The normalization of corruption
Even without seeing the names in the so-called “Napoles list,” we may assume that the number of implicated lawmakers is so incredibly large as to support the conclusion that, in this country, corruption has become the normal behavior and honest public service the exception. But, if corruption is illegal, how can it become normal?
There are two possible explanations. One, corruption has come to be treated as an unalterable given, and so, except in cases of glaring abuse, the law turns a blind eye and tends to be lenient about it. Two, the corrupt themselves do not see their acts as criminal or immoral. The milieu in which they operate supplies them with the rationalizations, attitudes, and beliefs that insulate them from guilt or remorse. In the sociological literature on deviance, these defensive maneuvers are called “techniques of neutralization.”
Although the sociologists Gresham Sykes and David Matza developed this theory in relation to juvenile delinquency, I think it has great heuristic value for the analysis of pervasive corruption in transitional societies like the Philippines.
According to Sykes and Matza, there are five common techniques of neutralization (read: rationalization/justification) for deviant acts. These are: (1) denial of responsibility, (2) denial of injury, (3) denial of victim, (4) condemnation of the condemners, and (5) appeal to higher loyalties. I would have added one more—the projection of the idea that no one has clean hands. But perhaps this is already treated under “condemnation of the condemners,” in which the corrupt try to regain the moral high ground by railing against the hypocrisy of those who condemn them.

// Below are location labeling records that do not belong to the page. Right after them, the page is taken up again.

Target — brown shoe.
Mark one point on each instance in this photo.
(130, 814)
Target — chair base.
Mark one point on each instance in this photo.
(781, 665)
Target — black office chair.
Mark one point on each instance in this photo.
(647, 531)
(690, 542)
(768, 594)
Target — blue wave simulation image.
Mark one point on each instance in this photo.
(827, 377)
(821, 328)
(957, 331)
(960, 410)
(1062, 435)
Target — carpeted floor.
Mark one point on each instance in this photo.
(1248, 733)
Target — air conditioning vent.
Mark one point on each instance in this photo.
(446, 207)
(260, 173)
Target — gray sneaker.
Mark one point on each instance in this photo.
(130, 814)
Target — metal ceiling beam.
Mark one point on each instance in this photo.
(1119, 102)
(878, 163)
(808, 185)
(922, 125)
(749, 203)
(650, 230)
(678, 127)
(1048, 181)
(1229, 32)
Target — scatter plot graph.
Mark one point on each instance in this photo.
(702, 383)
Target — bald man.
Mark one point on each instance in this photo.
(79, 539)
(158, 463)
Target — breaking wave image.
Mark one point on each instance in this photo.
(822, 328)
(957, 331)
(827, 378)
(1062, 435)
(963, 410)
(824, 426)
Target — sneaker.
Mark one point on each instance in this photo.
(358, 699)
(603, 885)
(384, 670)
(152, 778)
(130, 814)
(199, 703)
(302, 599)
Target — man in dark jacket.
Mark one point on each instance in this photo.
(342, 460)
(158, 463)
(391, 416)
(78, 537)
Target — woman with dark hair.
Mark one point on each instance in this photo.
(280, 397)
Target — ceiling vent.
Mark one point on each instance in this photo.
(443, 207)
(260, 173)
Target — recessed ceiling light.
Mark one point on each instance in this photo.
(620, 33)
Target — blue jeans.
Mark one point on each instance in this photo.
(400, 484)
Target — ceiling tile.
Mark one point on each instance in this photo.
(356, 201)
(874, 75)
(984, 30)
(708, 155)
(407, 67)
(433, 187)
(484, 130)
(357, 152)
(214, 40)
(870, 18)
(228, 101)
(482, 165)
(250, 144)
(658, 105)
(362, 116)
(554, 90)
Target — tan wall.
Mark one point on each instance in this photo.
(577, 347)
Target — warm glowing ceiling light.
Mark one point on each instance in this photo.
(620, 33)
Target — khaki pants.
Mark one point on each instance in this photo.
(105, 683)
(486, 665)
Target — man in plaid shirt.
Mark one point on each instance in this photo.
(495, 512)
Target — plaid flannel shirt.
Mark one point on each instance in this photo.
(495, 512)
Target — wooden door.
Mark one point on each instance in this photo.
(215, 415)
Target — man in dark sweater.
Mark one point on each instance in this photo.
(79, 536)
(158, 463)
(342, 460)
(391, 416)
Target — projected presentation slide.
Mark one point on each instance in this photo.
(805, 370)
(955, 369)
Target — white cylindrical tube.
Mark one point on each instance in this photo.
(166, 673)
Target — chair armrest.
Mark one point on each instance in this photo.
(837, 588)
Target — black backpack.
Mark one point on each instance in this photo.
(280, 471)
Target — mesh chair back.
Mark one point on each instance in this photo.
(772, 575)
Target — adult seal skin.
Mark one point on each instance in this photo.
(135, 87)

Note how these concepts are richly fleshed out by the accused in the pork barrel scam in the course of their discursive exchange with the Department of Justice and the media.
Below are composite statements assembled from the rationalizations that have been offered by those who have been formally indicted. Though they may strike the reader as familiar, no single person actually uttered them.
Denial of responsibility. “Why should I be blamed for this mess? My office only recommends the projects. I have no participation in their actual implementation. My signatures were forged! Why am I being held accountable for public funds that never passed my office? The implementing agencies and the Commission on Audit should have been more vigilant.”
Denial of injury. “All my PDAF (Priority Development Assistance Fund) allotments went to the intended beneficiaries. The projects were requested by the communities themselves. Their needs would have gone unserved if I had not allotted my PDAF to these neglected constituencies. It is not my fault if some of these funds were misused or stolen down the line.”
Denial of victim. “Who is the victim here? No one among the recipient communities of the PDAF is complaining. The blanket allegations of corruption are coming from the vociferous middle classes and the social media. No one can say I pocketed a single peso of these funds. The people themselves know how many times I have had to draw from my own pocket to help them in times of emergency.”
Condemnation of the condemners. “The government prosecutors are zeroing in on the administration’s political enemies and sparing its allies, who are themselves no strangers to corruption. These are politically motivated charges, and these investigations are nothing but a witch-hunt launched by hypocrites engaged in the same shady activities. Let the DOJ release the complete Napoles list, and let us see who among their allies have clean hands! Why are they not filing the next batch of cases?”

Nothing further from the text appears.